What is the standard deviation of your sampling distribution?
Conduct your statistical test (use a two-tailed test). What is the p-value? What do you conclude?
Calculate a confidence interval around the population mean. The width of this confidence interval should be correspond to your chosen alpha level (e.g., if you chose an alpha of .01, your confidence interval should be .99). Does it include your sample mean?
Calculate a confidence interval around your sample mean. Does it include the population mean?
The probability distribution functions beginning with r (e.g., rbinom
, rnorm
, rchisq
, etc) can be used to simulate drawing from a known distribution many times, if you set the n
parameter to a large integer, like 10000. Using this method of simulation, demonstrate each of the following:
The distribution of squared Z-scores is equal to \(\chi^2_1\).
The distribution of summed squared Z-scores is equal to \(\chi^2_N\). (Do this for N = 2, 5, and 10).
For each demonstration, do the following: 1. Plot a histogram of your simulated data and a density distribution based on a theoretical probability distribution on the same plot. 2. Show that the mean of your simulated data are approximately equal to the mean of your theoretical probability distribution.

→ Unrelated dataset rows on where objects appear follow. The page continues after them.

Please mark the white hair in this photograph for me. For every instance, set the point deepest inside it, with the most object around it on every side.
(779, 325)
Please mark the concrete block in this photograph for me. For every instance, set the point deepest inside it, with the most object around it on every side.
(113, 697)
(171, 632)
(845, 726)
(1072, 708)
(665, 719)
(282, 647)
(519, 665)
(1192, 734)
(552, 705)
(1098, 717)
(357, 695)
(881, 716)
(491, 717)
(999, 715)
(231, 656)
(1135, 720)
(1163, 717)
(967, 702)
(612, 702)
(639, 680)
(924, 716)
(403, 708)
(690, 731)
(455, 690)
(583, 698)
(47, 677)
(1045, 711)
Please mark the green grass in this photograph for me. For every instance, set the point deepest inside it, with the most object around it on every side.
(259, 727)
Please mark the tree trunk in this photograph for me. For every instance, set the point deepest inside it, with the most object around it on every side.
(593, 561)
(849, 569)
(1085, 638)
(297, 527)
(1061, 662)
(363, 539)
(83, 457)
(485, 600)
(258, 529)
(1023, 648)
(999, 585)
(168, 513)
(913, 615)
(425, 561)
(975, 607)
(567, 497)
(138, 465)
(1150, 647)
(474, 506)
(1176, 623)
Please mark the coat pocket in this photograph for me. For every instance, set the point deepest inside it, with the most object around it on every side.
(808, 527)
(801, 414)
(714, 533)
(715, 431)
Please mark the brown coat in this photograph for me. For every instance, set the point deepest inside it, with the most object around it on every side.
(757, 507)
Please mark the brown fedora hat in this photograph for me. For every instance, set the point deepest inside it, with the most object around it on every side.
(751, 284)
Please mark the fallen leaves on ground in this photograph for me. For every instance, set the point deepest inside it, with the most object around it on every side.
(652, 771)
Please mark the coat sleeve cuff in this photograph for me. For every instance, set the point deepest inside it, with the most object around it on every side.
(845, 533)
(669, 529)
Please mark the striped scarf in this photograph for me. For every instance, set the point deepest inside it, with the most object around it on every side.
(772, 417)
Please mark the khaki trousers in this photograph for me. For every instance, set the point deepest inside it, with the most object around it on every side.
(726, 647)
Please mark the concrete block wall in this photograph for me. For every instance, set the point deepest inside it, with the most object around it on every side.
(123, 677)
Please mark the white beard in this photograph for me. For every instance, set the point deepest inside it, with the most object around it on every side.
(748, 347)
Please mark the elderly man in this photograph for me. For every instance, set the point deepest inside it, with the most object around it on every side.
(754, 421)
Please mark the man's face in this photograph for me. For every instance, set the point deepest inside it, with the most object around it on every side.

A commonly used distribution is the Poisson distribution. This is useful when you want to estimate the number of times an event E occurs, but there is no specific set of trials, only a specific space or time interval. This distribution is especially useful for estimating the likelihood of experiencing a number of rare events, for example, the number of traffic accidents at a particular intersection. There is no set “number of trials” in this scenario – would it be the number of times a car approaches the interaction? the number of minutes a car is at an intersection? the number of seconds? You can see where this goes. We can’t use the binomial, so instead, we turn to the Poisson.
The Poisson is a single-parameter distribution defined by \(\lambda\) (“lambda”) which is the rate of event occurrence, or the typical number of events during the space or time interval of interest.

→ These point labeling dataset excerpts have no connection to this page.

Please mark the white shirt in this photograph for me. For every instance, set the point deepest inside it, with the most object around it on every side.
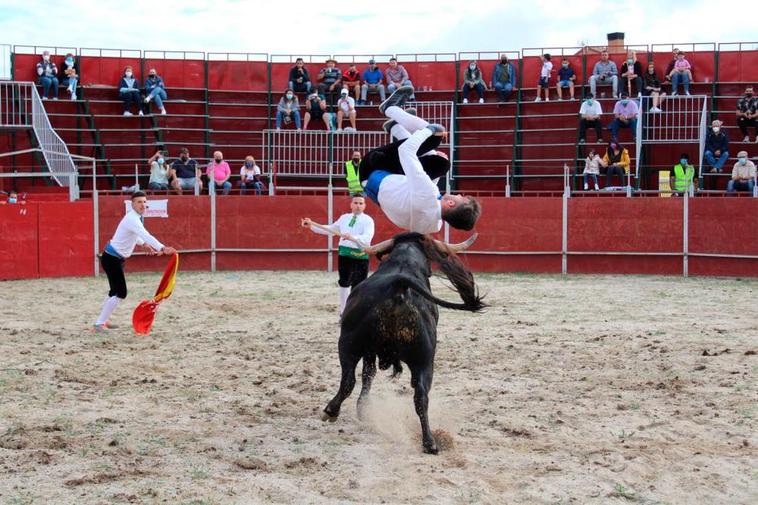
(131, 232)
(362, 230)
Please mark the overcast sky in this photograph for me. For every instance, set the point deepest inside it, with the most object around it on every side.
(350, 27)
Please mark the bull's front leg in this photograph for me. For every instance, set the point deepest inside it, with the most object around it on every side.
(421, 380)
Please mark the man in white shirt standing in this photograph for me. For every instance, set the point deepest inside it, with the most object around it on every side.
(130, 233)
(355, 231)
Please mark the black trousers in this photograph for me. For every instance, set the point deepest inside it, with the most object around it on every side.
(352, 271)
(114, 269)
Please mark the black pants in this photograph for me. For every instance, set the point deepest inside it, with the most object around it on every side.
(114, 269)
(352, 271)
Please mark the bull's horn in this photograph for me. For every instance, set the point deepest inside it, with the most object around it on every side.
(380, 247)
(456, 248)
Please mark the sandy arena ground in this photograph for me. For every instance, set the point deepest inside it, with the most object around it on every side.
(585, 390)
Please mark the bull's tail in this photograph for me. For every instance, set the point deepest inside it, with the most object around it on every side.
(405, 281)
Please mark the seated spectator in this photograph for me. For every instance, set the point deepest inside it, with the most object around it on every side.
(544, 83)
(631, 72)
(250, 177)
(331, 81)
(47, 73)
(592, 169)
(682, 73)
(604, 73)
(218, 173)
(396, 77)
(162, 176)
(716, 147)
(504, 78)
(472, 79)
(683, 175)
(566, 78)
(372, 83)
(299, 80)
(652, 87)
(743, 174)
(70, 73)
(747, 114)
(616, 158)
(155, 90)
(351, 80)
(315, 108)
(346, 107)
(625, 113)
(186, 171)
(129, 92)
(590, 113)
(287, 110)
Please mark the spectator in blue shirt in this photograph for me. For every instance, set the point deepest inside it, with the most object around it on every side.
(372, 81)
(155, 90)
(566, 78)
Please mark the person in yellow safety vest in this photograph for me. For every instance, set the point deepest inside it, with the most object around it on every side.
(352, 173)
(683, 175)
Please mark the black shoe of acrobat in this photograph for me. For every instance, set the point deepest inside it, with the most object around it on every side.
(398, 98)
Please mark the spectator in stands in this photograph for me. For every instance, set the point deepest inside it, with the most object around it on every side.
(473, 79)
(590, 113)
(631, 72)
(682, 73)
(545, 71)
(504, 78)
(250, 177)
(299, 80)
(346, 107)
(129, 91)
(566, 78)
(716, 147)
(397, 77)
(743, 174)
(155, 90)
(592, 169)
(625, 113)
(683, 175)
(219, 173)
(372, 82)
(351, 80)
(162, 176)
(186, 171)
(288, 109)
(331, 81)
(616, 158)
(315, 108)
(70, 72)
(747, 114)
(47, 73)
(604, 72)
(652, 87)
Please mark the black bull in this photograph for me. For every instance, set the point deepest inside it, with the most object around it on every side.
(393, 316)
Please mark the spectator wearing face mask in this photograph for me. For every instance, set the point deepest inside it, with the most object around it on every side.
(472, 79)
(70, 71)
(47, 73)
(716, 147)
(287, 110)
(504, 78)
(743, 174)
(129, 92)
(155, 90)
(186, 171)
(219, 173)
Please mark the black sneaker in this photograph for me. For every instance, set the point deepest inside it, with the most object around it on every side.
(398, 98)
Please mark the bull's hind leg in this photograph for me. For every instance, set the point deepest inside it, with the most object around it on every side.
(347, 383)
(367, 377)
(421, 380)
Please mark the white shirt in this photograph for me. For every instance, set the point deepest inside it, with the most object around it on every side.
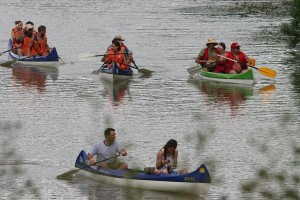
(104, 151)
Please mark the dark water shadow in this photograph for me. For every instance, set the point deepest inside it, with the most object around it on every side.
(233, 95)
(116, 91)
(96, 190)
(29, 76)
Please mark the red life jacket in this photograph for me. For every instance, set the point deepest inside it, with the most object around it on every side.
(25, 46)
(43, 45)
(205, 56)
(118, 57)
(241, 60)
(16, 32)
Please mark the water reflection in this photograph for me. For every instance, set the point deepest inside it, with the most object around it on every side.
(116, 91)
(30, 76)
(232, 94)
(96, 190)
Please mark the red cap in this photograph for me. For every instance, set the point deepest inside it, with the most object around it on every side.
(235, 45)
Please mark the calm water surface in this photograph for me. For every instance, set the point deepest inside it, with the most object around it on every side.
(60, 112)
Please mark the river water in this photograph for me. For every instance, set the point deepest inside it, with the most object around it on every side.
(49, 116)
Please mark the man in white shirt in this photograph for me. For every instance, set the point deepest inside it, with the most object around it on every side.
(106, 149)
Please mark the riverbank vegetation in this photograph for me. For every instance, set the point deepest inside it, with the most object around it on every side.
(292, 29)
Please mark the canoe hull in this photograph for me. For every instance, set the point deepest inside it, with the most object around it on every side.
(50, 60)
(200, 189)
(246, 78)
(195, 183)
(114, 74)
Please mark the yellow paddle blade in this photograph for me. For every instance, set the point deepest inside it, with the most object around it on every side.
(267, 72)
(252, 62)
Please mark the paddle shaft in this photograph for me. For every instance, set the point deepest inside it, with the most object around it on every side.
(263, 70)
(236, 61)
(69, 173)
(97, 55)
(7, 51)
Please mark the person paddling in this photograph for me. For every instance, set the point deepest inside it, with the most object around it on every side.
(108, 148)
(241, 63)
(166, 159)
(208, 56)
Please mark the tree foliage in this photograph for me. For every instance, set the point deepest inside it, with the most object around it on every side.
(292, 29)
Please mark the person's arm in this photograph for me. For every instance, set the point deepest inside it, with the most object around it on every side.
(199, 57)
(126, 60)
(123, 152)
(247, 61)
(175, 159)
(91, 159)
(91, 154)
(159, 159)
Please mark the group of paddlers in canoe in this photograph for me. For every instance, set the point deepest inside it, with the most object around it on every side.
(215, 58)
(26, 41)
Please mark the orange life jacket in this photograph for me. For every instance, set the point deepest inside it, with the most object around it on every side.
(16, 32)
(43, 45)
(26, 44)
(118, 57)
(205, 56)
(241, 60)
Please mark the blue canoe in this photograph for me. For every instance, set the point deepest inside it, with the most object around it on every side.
(195, 183)
(114, 73)
(50, 60)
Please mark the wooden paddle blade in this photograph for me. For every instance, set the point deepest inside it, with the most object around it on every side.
(267, 72)
(8, 63)
(67, 174)
(194, 70)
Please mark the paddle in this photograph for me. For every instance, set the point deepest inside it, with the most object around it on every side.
(7, 51)
(88, 56)
(9, 63)
(71, 172)
(142, 71)
(98, 70)
(263, 70)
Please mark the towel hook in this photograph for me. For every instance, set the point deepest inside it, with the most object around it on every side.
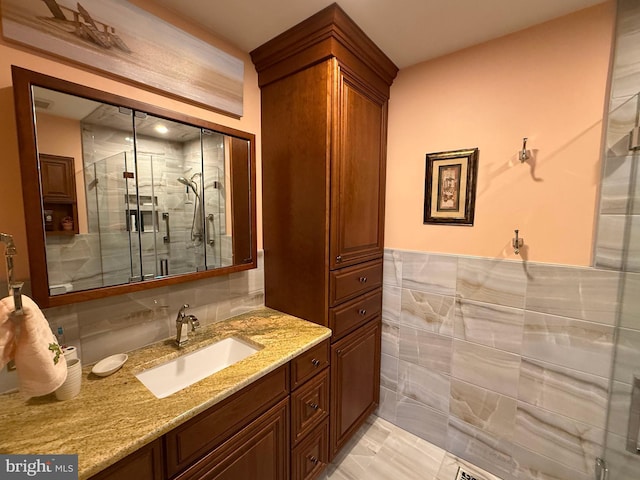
(524, 154)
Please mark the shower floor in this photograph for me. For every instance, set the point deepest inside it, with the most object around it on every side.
(382, 451)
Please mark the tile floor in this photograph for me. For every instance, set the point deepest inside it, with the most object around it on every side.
(382, 451)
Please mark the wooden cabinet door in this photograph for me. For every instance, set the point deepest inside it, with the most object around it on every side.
(58, 181)
(357, 173)
(355, 381)
(259, 451)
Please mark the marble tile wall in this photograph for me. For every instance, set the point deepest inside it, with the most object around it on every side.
(618, 235)
(503, 364)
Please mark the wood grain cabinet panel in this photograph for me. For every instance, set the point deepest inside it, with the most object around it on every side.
(324, 94)
(309, 363)
(58, 180)
(348, 283)
(309, 406)
(190, 441)
(355, 382)
(348, 316)
(259, 451)
(311, 456)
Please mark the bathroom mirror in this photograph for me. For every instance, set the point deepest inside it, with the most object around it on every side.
(123, 196)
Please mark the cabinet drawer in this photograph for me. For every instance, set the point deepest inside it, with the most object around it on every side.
(190, 441)
(309, 405)
(350, 282)
(349, 316)
(311, 456)
(309, 363)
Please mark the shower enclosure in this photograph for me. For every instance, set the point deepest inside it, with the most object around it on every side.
(620, 220)
(162, 201)
(618, 247)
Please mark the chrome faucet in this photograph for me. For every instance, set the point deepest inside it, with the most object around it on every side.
(182, 325)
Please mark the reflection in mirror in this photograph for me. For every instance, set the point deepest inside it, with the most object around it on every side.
(130, 195)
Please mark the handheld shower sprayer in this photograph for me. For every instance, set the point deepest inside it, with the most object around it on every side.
(196, 224)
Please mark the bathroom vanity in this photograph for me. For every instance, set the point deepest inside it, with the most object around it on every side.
(258, 418)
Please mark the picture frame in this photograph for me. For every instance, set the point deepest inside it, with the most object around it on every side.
(122, 41)
(450, 187)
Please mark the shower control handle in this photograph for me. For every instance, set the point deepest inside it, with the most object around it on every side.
(167, 237)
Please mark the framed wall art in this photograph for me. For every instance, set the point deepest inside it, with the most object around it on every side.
(450, 187)
(119, 39)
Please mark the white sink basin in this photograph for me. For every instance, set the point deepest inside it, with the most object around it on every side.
(172, 376)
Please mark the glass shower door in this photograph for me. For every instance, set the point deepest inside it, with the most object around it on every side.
(622, 445)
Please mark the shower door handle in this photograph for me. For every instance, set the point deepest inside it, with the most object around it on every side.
(167, 237)
(633, 432)
(210, 230)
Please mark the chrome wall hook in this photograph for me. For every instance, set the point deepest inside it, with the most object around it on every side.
(517, 243)
(524, 154)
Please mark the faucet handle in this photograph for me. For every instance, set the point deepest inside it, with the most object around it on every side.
(195, 323)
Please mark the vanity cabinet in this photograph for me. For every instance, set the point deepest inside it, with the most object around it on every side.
(276, 428)
(324, 92)
(260, 450)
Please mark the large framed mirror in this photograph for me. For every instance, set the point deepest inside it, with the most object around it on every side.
(122, 196)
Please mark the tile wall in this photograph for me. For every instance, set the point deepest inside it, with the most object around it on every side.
(503, 363)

Use the distribution functions for the Poisson (dpois
, ppois
, qpois
and rpois
) to answer the following questions:
Graph the probability distributions for \(\lambda = 1\), \(\lambda = 4\) and \(\lambda = 10\). What do you notice about the shape of the Poisson as \(\lambda\) increases?
Using rpois
generate a large sample from the Poisson distribution defined by \(\lambda = 1\). What is the expected value of the Poisson distribution defined by \(\lambda = 1\)? What about for the distributions defined by \(\lambda = 4\) and \(\lambda = 10\)?
Using rpois
generate a large sample from the Poisson distribution defined by \(\lambda = 1\). What is the variance of this distribution? Do the same thing for the distributions defined by \(\lambda = 4\) and \(\lambda = 10\).
How would you express the mean and variance of the Poisson distribution in terms of its parameter, \(\lambda\)?

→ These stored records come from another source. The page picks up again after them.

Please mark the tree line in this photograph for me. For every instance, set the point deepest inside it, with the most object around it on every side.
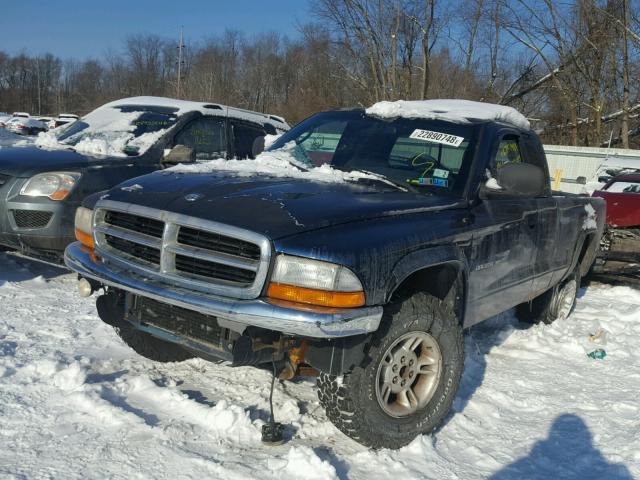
(572, 67)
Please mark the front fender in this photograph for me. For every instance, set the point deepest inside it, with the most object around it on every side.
(426, 258)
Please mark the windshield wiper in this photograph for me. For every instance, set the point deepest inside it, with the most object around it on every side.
(377, 177)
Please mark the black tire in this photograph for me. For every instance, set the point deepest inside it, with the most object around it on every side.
(552, 304)
(351, 401)
(151, 347)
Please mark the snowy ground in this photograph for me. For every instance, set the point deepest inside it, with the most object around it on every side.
(75, 402)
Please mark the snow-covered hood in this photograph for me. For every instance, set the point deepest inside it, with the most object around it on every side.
(276, 207)
(28, 161)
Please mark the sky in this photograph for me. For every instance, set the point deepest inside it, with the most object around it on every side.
(83, 29)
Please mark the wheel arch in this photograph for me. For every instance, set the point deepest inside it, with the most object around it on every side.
(439, 271)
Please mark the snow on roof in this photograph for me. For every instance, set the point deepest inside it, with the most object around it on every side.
(185, 106)
(450, 110)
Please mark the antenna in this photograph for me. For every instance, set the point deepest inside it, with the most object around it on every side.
(180, 61)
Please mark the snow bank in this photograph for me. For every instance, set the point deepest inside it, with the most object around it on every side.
(76, 402)
(280, 163)
(456, 111)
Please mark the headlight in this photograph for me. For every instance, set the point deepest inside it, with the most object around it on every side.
(84, 229)
(313, 282)
(55, 185)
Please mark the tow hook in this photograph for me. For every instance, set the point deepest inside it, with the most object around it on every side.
(85, 287)
(295, 358)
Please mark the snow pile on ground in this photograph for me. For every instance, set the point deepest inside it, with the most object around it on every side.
(75, 402)
(281, 163)
(454, 110)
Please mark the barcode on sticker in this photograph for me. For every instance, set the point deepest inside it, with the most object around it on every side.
(437, 137)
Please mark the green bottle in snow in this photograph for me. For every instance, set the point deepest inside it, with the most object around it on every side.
(598, 354)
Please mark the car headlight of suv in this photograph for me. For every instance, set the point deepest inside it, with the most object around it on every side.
(313, 282)
(84, 226)
(55, 185)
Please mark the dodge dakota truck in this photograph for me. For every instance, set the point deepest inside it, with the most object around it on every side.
(42, 185)
(359, 246)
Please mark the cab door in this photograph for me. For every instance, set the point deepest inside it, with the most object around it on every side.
(503, 252)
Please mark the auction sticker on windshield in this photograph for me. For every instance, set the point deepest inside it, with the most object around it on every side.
(437, 137)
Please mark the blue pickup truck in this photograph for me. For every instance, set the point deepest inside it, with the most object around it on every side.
(361, 245)
(41, 185)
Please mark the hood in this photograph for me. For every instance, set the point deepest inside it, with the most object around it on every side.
(28, 161)
(276, 207)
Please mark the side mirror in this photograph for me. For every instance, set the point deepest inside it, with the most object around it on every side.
(179, 154)
(515, 180)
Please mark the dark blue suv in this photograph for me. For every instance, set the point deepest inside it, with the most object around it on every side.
(41, 186)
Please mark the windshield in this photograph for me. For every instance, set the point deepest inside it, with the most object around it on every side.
(129, 130)
(425, 155)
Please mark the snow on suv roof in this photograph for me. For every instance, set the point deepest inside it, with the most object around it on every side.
(184, 106)
(451, 110)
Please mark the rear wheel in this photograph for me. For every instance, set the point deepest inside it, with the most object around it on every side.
(556, 303)
(409, 380)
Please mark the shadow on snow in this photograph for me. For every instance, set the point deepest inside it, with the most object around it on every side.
(568, 453)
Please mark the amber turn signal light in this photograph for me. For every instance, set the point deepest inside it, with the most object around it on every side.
(311, 296)
(85, 239)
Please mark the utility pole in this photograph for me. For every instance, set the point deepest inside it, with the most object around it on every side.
(39, 94)
(180, 48)
(625, 76)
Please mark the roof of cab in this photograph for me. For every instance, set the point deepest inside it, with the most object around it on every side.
(185, 106)
(450, 110)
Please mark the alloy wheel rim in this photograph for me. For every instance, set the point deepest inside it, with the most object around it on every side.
(408, 374)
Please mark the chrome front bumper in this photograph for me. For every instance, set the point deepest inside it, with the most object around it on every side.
(242, 313)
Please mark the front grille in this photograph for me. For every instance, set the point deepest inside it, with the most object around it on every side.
(31, 218)
(179, 321)
(147, 254)
(146, 226)
(218, 243)
(188, 252)
(203, 268)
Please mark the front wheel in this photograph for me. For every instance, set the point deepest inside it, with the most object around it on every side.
(409, 380)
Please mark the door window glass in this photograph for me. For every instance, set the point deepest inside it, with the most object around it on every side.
(244, 138)
(206, 136)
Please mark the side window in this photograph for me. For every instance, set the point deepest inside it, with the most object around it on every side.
(244, 137)
(508, 152)
(206, 136)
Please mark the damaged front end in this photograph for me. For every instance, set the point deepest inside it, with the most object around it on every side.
(216, 339)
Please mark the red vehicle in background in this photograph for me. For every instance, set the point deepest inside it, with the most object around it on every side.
(619, 254)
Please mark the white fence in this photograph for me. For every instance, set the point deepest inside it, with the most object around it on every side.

Are the mean and variance of the Poisson distribution independent from each other?
You would like to be 99% confident that the mean from a sample falls within K standard deviations of a population mean. (Assume you know both the population mean and standard deviation.)
Construct a graph showing how the magnitude of K changes with sample sizes ranging between 1 and 100.
How does the relationship of K by change sample size if you’re willing to be only 95% confident? Include both relationships in the same graph.
How big does your sample size need to be if you want to be 99% confident that your sample mean is .5 standard deviations away from the population mean?